Maximilien Luce
b. 1858, Paris, France
d. 1941, Paris, France
Maximilien Luce was a Neo-Impressionist painter born into a Parisian family of artisans. When he was fourteen years old, Luce began apprenticing with a wood engraver, and in 1876 he began working in the studio of printmaker Eugène Froment. However, Luce also began to take drawing and painting classes at night, and by 1880 he had dedicated himself to painting.

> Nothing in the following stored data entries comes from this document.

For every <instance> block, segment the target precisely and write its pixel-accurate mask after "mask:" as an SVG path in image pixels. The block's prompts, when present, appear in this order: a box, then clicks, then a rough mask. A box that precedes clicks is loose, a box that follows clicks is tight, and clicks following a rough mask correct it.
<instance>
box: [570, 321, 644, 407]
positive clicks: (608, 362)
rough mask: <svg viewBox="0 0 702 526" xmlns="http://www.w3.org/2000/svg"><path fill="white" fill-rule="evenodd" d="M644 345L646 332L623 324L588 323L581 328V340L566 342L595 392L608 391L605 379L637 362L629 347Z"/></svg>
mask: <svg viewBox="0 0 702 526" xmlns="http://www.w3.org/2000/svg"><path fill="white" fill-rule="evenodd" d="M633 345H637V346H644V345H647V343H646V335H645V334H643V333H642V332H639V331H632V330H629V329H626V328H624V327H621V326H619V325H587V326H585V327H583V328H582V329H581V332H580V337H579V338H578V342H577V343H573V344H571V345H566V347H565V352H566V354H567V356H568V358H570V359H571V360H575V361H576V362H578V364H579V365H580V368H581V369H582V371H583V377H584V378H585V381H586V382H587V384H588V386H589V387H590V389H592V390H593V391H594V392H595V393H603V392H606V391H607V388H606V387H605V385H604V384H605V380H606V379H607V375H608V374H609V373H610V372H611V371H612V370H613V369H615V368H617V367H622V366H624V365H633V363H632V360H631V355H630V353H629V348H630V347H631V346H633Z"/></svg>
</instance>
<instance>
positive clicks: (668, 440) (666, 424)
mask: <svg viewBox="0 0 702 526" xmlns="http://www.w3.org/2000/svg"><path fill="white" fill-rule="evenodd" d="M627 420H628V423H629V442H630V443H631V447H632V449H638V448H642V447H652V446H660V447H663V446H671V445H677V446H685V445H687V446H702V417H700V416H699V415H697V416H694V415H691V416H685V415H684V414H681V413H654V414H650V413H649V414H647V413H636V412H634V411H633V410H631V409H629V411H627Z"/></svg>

Luce befriended Camille Pissarro, who introduced him to the other Parisian Neo-Impressionists, including Georges Seurat and Paul Signac. Luce adopted their Divisionist technique of painting, applying color through separated, short brushstrokes, and began exhibiting his works at the Salons des Artistes Indépendants. He was even inducted into the Société des Artistes Indépendants, and given an official position on the board. However, he soon resigned from the society due to his political activism—he protested the society's refusal to allow Jewish artists to exhibit at the Salons. Indeed, Luce was a zealous leftist who frequently wrote for anarchist and socialist publications. He was even arrested and briefly detained by the French police, who deemed him a "dangerous anarchist." Luce died in his Paris home at the age of eighty-three; only a few months later the Bibliothèque Nationale de France held a retrospective exhibition for the artist. His work is now in public collections throughout the world, including the Musée d'Orsay and the National Museum of Modern Art, Paris; the National Gallery, Oslo; and the Minneapolis Institute of Art.